Over at The Utne Reader, Keith Goetzman asks a question originally posed by John D’Agata, “Do we read (nonfiction) to receive information, or do we read it to experience art?”
Goetzman said the question ate at him most while reading D’Agata’s recent essay in The Believer about a teenage suicide in Las Vegas. “I was immediately drawn in by D’Agata’s deft, artful writing, and yet as the tale unfolded I was stopped cold at several junctures, mostly because as a journalist I had certain expectations about what I perceived as, first and foremost, a piece of journalism.”

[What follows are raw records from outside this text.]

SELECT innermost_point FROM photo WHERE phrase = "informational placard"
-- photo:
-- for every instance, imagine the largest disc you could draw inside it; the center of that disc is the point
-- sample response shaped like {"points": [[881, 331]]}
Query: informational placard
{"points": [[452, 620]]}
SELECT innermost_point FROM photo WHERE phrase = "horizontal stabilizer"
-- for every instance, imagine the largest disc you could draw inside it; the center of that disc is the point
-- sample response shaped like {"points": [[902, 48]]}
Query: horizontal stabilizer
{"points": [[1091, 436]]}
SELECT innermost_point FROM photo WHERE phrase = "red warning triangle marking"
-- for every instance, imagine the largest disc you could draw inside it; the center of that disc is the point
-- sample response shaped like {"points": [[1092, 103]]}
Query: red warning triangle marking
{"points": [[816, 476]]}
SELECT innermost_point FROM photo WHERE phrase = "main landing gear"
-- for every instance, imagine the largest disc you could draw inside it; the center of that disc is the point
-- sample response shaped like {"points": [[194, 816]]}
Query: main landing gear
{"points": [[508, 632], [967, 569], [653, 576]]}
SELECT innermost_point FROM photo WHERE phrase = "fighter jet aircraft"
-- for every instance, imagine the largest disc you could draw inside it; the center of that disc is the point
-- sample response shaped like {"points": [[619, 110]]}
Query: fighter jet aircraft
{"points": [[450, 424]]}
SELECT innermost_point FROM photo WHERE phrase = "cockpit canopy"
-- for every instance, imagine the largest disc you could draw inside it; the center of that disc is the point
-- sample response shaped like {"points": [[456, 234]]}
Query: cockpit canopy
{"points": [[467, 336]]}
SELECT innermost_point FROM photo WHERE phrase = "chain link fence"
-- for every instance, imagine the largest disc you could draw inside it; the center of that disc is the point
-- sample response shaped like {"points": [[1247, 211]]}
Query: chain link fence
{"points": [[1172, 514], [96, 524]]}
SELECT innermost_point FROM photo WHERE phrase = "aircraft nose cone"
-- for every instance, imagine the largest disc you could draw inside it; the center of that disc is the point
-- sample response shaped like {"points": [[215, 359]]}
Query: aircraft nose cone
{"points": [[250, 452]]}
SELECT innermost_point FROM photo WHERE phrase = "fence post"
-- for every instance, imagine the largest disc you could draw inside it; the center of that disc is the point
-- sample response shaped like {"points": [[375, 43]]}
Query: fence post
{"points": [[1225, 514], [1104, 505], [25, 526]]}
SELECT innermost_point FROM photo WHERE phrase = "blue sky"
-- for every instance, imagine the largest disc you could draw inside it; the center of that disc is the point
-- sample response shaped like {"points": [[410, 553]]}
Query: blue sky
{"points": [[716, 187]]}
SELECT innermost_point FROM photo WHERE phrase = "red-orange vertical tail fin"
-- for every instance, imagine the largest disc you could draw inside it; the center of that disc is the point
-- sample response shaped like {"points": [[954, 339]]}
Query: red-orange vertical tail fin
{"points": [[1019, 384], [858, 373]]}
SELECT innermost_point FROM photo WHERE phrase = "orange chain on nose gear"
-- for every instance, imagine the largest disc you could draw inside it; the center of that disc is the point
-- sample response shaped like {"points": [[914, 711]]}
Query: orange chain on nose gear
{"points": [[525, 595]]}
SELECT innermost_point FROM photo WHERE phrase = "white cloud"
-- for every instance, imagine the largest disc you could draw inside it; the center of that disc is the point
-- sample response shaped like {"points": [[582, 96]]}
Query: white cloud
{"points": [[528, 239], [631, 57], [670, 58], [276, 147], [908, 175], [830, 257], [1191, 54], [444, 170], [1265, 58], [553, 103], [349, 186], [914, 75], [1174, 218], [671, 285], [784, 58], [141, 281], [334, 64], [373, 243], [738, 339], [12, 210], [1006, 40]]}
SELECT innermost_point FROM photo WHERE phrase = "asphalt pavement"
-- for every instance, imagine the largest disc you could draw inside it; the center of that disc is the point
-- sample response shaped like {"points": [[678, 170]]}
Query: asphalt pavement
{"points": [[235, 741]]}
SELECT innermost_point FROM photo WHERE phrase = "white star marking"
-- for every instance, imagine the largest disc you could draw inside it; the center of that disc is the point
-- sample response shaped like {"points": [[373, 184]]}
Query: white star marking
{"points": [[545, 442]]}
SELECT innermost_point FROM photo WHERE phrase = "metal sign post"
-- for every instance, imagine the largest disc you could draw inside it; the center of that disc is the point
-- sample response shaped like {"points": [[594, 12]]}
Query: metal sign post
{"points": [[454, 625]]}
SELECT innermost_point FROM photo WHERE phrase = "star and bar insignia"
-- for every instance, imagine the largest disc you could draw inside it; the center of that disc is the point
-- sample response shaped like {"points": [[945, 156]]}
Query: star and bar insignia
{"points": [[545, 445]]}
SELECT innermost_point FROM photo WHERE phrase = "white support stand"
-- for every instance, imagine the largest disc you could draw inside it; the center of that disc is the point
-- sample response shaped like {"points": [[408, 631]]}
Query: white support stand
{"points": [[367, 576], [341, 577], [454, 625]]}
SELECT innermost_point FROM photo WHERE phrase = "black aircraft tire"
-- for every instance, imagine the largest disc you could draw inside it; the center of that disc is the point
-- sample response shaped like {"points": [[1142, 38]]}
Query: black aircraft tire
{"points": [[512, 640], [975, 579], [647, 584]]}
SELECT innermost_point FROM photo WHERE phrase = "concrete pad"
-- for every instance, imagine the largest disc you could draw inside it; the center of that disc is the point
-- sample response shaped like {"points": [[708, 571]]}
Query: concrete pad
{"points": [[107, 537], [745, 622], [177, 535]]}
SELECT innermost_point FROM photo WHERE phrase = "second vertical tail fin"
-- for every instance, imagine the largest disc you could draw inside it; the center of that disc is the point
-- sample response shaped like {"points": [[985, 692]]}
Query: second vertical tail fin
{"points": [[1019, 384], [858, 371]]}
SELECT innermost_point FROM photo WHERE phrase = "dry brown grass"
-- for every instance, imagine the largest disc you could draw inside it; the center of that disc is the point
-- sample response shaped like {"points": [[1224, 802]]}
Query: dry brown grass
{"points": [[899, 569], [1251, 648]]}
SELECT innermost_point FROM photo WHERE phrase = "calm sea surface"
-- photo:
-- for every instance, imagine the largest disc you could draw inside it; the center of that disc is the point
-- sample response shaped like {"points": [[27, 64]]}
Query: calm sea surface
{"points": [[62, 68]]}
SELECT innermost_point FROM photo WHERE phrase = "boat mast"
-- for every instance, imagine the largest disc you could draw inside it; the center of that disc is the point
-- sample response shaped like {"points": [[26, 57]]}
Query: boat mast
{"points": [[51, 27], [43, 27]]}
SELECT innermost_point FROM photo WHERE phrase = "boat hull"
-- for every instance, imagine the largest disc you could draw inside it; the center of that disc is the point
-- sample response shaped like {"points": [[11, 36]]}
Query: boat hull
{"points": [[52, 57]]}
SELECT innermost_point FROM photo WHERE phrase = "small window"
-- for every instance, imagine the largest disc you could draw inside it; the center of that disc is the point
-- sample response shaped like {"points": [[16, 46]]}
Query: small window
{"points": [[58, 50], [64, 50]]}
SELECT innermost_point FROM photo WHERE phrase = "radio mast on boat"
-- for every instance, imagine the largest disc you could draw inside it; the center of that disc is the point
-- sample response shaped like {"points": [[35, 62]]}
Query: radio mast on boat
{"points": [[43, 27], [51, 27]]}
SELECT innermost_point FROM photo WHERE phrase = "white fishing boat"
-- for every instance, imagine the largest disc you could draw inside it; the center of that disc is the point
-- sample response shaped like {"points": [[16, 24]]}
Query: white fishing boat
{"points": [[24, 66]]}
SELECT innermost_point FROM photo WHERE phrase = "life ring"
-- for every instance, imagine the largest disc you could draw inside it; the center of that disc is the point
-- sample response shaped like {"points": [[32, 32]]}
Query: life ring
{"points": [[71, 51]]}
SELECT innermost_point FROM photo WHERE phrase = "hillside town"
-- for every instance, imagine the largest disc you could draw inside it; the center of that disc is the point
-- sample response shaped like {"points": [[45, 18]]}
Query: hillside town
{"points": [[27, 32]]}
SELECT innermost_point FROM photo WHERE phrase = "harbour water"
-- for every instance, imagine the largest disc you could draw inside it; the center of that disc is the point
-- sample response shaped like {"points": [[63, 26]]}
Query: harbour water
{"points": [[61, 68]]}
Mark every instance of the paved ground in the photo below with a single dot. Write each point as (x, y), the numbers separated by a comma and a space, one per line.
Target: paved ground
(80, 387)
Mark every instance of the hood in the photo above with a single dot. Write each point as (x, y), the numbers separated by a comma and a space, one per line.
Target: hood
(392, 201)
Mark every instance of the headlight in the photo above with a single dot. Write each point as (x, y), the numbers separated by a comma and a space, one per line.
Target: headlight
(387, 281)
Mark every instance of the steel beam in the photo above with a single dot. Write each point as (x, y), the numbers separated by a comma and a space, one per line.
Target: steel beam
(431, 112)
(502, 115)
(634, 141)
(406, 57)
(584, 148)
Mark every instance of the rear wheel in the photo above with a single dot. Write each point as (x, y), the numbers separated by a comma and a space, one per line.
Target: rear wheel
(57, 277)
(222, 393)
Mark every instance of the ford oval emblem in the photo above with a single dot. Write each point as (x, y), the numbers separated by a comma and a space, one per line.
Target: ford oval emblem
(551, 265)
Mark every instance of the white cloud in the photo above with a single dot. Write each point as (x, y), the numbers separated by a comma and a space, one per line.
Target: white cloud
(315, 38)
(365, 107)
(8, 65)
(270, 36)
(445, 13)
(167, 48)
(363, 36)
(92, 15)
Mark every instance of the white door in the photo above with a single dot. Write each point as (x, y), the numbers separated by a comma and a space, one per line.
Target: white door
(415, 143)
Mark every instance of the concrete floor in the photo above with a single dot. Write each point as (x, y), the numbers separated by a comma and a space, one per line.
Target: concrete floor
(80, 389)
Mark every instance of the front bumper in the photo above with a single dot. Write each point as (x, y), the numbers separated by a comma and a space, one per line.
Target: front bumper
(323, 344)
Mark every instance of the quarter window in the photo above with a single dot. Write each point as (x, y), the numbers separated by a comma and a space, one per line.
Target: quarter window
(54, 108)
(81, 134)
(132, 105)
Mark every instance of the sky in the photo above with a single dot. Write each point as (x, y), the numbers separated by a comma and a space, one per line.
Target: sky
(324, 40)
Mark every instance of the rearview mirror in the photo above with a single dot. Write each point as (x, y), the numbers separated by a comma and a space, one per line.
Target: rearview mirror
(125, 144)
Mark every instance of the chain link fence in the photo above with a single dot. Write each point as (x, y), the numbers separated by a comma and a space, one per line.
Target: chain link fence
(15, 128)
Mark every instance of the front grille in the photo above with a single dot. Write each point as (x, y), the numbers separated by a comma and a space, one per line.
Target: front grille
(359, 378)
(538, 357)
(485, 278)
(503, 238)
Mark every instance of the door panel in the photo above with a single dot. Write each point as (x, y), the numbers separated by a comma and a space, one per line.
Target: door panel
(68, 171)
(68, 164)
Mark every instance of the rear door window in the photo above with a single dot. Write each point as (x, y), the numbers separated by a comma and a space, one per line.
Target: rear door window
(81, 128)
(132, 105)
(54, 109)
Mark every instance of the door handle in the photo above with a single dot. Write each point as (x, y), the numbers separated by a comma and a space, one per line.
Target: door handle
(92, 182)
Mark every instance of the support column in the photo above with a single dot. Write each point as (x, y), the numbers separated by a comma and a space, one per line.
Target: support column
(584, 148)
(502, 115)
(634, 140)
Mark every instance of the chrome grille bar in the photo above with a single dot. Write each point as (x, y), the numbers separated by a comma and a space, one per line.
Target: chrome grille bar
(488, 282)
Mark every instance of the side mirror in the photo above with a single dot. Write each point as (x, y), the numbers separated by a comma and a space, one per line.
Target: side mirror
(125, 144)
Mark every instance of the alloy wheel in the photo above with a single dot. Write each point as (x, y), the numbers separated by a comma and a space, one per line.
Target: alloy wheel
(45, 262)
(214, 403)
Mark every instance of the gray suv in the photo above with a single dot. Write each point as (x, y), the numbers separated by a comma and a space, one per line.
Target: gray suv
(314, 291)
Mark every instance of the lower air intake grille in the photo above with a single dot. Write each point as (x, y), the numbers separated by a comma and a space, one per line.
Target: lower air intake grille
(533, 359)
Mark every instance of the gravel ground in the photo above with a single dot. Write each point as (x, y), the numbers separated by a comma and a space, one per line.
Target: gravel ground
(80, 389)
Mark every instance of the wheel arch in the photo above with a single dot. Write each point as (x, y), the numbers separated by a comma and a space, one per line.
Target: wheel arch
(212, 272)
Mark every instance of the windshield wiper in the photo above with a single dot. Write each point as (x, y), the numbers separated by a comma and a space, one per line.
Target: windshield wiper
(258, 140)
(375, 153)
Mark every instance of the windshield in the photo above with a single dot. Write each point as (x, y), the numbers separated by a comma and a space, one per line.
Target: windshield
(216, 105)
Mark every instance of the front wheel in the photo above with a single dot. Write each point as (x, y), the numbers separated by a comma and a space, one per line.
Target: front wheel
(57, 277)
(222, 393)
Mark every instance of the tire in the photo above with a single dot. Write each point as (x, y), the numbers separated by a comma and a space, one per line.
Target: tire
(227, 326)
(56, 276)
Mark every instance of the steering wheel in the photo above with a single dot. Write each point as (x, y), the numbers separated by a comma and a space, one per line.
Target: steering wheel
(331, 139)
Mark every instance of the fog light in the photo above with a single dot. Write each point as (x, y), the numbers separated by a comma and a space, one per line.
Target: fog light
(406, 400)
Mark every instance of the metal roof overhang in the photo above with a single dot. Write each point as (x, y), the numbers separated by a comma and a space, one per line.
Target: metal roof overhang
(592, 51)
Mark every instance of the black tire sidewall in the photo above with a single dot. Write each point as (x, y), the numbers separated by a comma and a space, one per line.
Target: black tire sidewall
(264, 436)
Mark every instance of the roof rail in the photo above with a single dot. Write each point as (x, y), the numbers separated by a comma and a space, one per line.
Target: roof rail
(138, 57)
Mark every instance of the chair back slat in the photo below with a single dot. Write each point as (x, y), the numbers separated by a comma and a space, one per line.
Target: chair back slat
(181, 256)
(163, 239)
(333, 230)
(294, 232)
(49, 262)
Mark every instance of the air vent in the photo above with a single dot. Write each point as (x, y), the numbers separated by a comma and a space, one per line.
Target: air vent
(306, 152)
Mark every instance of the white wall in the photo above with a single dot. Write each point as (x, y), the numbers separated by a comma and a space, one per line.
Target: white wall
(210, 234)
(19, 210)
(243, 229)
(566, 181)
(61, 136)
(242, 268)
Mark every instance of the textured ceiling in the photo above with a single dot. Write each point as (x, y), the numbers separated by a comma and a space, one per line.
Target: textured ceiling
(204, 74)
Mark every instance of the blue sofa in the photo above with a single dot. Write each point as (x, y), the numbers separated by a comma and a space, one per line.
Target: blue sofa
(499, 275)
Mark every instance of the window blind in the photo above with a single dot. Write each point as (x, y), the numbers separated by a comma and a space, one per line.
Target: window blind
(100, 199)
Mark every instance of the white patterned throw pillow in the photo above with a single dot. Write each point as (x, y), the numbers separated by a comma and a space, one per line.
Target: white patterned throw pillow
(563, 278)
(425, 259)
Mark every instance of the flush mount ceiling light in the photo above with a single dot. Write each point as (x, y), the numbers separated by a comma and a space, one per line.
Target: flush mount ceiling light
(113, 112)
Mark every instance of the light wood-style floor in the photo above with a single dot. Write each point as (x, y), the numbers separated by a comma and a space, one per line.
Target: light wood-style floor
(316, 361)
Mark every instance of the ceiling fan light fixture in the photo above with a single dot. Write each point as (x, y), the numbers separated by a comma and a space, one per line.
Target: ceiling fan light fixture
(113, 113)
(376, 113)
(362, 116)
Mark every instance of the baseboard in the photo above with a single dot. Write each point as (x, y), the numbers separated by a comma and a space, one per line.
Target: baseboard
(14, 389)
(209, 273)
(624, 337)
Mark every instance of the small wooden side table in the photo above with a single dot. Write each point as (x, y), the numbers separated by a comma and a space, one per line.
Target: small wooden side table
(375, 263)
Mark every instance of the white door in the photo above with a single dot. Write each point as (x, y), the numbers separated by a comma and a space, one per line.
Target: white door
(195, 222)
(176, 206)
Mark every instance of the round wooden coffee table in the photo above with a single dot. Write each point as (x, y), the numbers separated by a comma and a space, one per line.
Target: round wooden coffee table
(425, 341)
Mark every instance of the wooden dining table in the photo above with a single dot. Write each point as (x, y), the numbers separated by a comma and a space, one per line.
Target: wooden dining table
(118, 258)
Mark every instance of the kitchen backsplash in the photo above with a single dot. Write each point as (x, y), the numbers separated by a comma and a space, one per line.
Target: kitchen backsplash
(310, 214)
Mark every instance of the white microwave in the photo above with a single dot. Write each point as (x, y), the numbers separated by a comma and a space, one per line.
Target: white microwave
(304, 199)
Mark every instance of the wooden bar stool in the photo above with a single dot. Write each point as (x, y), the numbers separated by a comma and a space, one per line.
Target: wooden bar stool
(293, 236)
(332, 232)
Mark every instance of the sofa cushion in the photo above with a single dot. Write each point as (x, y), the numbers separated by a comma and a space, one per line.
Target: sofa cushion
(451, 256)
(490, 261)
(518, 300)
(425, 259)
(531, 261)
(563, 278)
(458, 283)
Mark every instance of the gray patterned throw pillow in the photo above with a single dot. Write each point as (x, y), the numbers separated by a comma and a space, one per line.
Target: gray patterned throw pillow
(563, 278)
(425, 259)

The article in The Believer is journalistic. The first part of the story is written in an authoritative voice, complete with lots of statistics, but very quickly, it becomes a piece of memoir, too, and one, as Goetzman points out, that gets a little sloppy ethically. He doesn’t make the time frame clear, for apparently no reason. He hires a private detective to do his research and describes her in a bit of a stereotypical way. The list goes on.
Says Goetzman: “I for one hope we remember that some subjects, like a teenager’s suicide, seem to demand a deep and abiding respect for facts and clarity. At first impression D’Agata appears to be honoring the memory of Levi Presley by speaking the unspeakable—yet by the story’s end, at least to this reader, he appears to have done just the opposite.”
It seems to me the problem is that writing personal memoir about someone else’s tragedy is a dangerous, dangerous game. It’s not impossible, but you have to put empathy for the victims and those that surround them above all else, and playing loose with that, whether it manifests artistically or factually, is what can get you in trouble.